To illustrate these dynamics, we use GradCAM (Gildenblat & contributors, 2021), a visualization technique for explainable AI in computer vision. GradCAM produces heatmaps that highlight a model's primary regions of attention, with redder colors indicating stronger focus. As shown in Fig 5, early layers (e.g., stage 2) attend to rudimentary texture cues, evident from the small, localized red markers, while the middle stages (stages 3 and 4) gradually shift toward more global structures. By the final stage (stage 5), attention encompasses nearly the entire object, reflected by a substantially broader red region. Figure 6 shows how a critical bit flip can alter these attention maps, shifting or obscuring key features and ultimately leading to misclassification. This highlights the heightened vulnerability of deeper layers, where faults more directly compromise the network's final output.



Figure 9: Grad-CAM visualizations illustrating the features captured at each stage of both the original ResNet-50 model and the fault-injected ResNet-50 model. The first row presents the input images, the second row shows the original model's attention maps, and the third row highlights how these attention maps change following a critical bit flip. Each image is displayed as a heatmap, where redder areas represent regions of higher attention at that stage.

## A.4 POTENTIAL BIT FLIP MITIGATION MEASURES

Below, we summarize several strategies that can mitigate bit flips for more reliable deep learning deployments:

### 1. Error Correction Codes

One hardware-level approach involves integrating ECC (e.g., Hamming code) into memory systems. This method continuously monitors and corrects single-bit errors by adding check bits, computed via XOR operations at specific intervals. When a bit flip occurs, ECC both detects and corrects the error, minimizing the impact on model outputs.

### 2. Triple Modular Redundancy (TMR)

Our layer-level fault injection results indicate that certain layers are more prone to critical failures. To address this selectively, TMR can be deployed for high-vulnerability layers. Each critical layer is replicated into three parallel modules, with a majority vote selecting the final output.

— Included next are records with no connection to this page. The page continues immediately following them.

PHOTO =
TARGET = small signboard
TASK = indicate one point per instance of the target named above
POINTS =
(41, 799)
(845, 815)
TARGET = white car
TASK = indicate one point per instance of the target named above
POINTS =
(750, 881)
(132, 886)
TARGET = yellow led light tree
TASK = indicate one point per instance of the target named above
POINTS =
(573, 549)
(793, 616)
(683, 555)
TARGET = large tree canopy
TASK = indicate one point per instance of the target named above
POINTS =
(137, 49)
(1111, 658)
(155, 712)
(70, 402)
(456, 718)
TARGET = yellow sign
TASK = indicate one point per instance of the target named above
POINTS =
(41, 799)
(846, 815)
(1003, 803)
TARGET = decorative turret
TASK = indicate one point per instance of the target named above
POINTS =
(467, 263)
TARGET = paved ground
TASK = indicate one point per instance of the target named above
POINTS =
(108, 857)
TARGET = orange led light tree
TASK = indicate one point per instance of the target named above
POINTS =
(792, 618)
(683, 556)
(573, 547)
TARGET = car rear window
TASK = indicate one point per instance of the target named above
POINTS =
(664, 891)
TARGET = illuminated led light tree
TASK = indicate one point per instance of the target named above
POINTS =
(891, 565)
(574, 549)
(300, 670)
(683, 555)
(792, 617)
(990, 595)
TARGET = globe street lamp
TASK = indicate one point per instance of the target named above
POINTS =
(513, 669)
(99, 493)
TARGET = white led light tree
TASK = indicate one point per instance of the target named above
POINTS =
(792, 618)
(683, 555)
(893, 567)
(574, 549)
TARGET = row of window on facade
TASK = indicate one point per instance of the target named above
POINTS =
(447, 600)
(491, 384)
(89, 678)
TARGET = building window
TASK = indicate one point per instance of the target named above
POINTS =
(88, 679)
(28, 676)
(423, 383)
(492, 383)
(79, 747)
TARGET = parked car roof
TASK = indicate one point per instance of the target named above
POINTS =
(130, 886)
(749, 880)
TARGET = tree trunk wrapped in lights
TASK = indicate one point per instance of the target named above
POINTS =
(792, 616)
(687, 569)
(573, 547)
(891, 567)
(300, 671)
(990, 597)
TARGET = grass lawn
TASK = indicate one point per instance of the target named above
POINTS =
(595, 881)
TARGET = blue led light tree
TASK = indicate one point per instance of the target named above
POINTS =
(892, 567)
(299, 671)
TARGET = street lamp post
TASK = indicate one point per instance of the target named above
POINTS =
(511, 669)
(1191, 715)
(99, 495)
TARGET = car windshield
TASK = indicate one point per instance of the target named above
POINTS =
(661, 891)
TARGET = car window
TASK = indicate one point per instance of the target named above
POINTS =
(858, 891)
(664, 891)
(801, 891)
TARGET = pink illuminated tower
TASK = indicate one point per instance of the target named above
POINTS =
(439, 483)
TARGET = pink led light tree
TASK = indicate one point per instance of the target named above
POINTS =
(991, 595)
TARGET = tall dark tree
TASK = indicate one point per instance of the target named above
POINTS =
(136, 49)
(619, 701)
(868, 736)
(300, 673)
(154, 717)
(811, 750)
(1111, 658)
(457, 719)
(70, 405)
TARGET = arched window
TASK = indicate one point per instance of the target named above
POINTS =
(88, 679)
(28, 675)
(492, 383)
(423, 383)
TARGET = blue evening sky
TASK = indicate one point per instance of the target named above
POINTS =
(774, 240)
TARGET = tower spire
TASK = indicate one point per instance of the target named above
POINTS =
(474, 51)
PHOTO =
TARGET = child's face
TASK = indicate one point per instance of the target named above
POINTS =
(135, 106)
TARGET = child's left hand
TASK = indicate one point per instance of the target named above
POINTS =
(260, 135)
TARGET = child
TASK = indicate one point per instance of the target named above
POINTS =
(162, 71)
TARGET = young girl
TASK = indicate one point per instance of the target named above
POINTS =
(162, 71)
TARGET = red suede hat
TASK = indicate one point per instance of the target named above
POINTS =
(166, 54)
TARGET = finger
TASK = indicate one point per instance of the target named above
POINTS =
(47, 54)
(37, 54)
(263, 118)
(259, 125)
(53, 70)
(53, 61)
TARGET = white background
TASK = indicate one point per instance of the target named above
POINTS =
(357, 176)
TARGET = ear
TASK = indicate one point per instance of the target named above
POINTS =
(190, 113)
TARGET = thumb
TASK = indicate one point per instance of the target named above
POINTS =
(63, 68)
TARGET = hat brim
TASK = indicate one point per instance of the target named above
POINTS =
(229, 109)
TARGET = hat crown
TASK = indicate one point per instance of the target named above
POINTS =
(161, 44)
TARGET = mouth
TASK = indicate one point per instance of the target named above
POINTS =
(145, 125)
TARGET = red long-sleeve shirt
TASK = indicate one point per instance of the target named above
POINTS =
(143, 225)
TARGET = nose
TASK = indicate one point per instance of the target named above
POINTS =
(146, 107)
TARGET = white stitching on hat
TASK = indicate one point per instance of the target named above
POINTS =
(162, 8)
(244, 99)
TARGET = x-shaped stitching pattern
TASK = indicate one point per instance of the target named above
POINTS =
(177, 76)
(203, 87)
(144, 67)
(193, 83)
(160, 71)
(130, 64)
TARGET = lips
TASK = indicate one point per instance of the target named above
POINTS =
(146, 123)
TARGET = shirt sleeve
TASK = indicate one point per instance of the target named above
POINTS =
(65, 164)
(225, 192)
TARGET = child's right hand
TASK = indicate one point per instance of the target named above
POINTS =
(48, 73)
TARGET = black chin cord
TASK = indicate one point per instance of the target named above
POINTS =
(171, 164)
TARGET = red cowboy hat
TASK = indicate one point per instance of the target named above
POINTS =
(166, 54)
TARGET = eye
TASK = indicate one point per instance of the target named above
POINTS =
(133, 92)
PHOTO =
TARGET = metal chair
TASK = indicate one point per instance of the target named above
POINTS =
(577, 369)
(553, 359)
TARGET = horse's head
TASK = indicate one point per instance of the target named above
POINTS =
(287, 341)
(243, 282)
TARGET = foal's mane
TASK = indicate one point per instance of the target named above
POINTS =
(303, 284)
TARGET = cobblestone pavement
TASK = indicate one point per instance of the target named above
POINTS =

This approach, implementable in software by triplicating targeted network layers and merging their results through voting, can mitigate errors originating from single-bit flips.

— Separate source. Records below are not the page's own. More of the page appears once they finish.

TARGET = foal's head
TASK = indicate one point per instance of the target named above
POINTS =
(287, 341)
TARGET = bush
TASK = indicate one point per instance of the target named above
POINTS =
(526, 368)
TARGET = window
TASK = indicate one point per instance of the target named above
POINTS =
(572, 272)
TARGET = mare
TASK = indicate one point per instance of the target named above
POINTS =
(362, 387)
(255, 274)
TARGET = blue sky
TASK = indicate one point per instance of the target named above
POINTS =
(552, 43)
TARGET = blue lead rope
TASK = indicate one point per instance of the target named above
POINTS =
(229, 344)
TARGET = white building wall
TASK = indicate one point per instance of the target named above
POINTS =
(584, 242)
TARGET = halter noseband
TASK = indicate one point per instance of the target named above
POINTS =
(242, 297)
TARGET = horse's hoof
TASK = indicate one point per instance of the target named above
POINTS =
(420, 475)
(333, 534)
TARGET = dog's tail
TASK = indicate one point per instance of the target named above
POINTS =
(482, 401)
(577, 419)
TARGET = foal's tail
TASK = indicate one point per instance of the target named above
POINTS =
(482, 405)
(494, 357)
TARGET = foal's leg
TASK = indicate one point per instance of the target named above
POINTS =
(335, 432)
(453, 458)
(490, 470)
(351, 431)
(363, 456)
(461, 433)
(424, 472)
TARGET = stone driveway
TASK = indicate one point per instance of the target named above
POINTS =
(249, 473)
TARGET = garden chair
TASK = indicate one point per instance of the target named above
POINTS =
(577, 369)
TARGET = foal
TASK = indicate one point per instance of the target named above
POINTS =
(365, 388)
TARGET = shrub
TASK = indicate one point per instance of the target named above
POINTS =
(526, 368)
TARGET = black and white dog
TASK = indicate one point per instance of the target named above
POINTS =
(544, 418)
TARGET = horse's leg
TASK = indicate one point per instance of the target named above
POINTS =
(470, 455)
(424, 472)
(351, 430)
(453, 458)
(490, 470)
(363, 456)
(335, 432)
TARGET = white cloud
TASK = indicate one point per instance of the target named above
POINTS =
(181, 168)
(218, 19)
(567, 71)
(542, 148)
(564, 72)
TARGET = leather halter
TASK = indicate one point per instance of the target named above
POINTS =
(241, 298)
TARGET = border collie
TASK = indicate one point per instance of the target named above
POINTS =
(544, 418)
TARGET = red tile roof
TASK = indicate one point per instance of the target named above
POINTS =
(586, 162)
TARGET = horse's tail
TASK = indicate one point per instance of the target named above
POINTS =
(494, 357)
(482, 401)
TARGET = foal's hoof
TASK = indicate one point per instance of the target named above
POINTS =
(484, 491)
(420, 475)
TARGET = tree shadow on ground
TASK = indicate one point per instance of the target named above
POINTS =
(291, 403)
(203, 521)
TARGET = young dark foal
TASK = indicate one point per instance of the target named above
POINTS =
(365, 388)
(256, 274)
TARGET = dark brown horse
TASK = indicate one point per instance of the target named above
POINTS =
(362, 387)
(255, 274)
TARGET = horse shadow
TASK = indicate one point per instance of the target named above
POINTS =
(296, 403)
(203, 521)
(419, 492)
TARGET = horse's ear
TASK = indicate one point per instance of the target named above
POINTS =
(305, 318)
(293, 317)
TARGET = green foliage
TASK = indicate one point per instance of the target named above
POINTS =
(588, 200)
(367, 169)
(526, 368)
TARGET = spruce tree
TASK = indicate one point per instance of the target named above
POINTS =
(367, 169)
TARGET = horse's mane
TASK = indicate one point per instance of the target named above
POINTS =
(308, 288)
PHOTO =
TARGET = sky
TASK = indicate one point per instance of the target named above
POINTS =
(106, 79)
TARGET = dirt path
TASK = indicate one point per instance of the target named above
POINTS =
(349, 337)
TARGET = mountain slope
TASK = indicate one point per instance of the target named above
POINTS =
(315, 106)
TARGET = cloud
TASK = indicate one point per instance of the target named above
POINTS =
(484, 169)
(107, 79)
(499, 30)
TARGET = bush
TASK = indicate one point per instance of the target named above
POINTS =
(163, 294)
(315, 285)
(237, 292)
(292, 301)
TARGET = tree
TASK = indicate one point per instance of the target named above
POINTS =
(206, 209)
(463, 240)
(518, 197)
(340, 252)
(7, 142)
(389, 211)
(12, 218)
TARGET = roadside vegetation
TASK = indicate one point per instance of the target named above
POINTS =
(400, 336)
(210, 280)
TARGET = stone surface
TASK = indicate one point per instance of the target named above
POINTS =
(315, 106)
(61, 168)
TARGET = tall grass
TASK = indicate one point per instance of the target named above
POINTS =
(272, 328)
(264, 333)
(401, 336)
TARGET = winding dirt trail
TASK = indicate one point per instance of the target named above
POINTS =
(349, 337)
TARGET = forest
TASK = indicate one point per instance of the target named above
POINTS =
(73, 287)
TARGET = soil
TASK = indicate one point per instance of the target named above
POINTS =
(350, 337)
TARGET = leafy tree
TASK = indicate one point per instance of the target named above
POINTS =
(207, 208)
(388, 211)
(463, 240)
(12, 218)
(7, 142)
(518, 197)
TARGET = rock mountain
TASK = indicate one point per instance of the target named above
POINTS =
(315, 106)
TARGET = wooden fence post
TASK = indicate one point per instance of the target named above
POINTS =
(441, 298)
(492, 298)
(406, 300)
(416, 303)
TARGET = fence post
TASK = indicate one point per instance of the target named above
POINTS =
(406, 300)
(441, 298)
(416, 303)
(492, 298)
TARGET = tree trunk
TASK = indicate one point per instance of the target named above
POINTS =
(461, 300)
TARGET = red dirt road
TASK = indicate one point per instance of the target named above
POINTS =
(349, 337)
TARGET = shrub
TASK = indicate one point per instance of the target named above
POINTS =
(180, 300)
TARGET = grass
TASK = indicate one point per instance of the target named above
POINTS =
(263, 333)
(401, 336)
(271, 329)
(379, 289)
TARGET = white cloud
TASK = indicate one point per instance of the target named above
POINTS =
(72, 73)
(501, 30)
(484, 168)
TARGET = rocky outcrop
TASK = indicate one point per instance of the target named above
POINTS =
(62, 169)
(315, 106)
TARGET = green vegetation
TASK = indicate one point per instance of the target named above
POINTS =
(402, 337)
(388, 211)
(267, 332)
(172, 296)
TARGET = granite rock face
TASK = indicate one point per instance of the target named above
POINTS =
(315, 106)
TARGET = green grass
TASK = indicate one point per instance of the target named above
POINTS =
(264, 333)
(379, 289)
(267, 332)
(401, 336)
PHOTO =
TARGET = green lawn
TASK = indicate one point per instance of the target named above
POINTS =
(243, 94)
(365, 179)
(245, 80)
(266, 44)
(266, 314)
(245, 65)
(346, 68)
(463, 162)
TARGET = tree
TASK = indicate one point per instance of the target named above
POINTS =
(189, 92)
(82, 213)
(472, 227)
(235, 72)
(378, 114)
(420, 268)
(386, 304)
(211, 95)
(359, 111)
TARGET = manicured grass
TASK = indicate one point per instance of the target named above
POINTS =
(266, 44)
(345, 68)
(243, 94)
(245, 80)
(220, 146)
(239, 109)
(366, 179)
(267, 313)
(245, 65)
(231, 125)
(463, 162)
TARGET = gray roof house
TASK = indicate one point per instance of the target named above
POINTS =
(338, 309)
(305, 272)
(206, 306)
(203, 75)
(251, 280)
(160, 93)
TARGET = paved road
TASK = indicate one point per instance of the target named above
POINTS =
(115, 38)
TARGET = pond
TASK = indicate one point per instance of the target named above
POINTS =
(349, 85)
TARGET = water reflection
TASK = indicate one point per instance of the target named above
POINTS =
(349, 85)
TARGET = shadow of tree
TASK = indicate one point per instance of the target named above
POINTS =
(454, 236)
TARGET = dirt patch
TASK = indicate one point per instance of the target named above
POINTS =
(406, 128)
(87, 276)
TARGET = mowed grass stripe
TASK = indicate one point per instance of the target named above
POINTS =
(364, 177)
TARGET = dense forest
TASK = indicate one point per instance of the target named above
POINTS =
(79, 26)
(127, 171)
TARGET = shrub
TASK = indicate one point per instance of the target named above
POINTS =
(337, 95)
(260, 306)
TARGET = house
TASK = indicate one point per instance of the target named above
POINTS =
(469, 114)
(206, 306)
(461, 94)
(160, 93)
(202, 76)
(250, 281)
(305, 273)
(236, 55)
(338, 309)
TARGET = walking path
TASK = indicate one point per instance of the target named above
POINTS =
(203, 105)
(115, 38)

#### **3.**Targeted Protection of Specific Bits

Some bits (e.g., bit 30) exhibit disproportionately high critical failure rates. Additional safeguards at the hardware or chip level may be warranted to protect these bits, where implementing bit-specific protective mechanisms may improve reliability in particularly sensitive regions.

## A.5 RELEVANCE TO MATERIALS SCIENCE AND SEM DATA

Our choice to focus on SEM analysis is based on its growing importance as a domain-specific application of deep learning, allowing us to ground our investigation in a context that is both practical and increasingly relevant.

Particularly:

- Automated SEM analysis is expanding rapidly in materials science and nanotechnology
- Reliable and uninterrupted inference is often essential in industrial and research settings
- SEM workflows can operate for long durations, increasing the likelihood of rare memory errors

Although SEUs are not specific to SEM applications, their potential impact is amplified in this domain due to the increasing reliance on automated, high-throughput pipelines. SEM analysis systems can frequently process large datasets with limited human oversight, and a single undetected error, such as misclassifying a critical feature, can propagate through downstream analysis and lead to inefficient use of resources or incorrect interpretations. In contexts such as semiconductor inspection or autonomous experimentation, even rare hardware faults can result in high costs.

The key value for the materials science community lies in understanding how machine learning reliability intersects with scientific inference in SEM workflows. SEUs may not be the most common source of model failure, but when system interventions like model reloading or error checking are limited or difficult to implement, the risks they pose deserve consideration. Our analysis aims to encourage awareness of these reliability concerns and promote more resilient deployment practices, particularly in applications where experimental or industrial decisions depend on the inference results.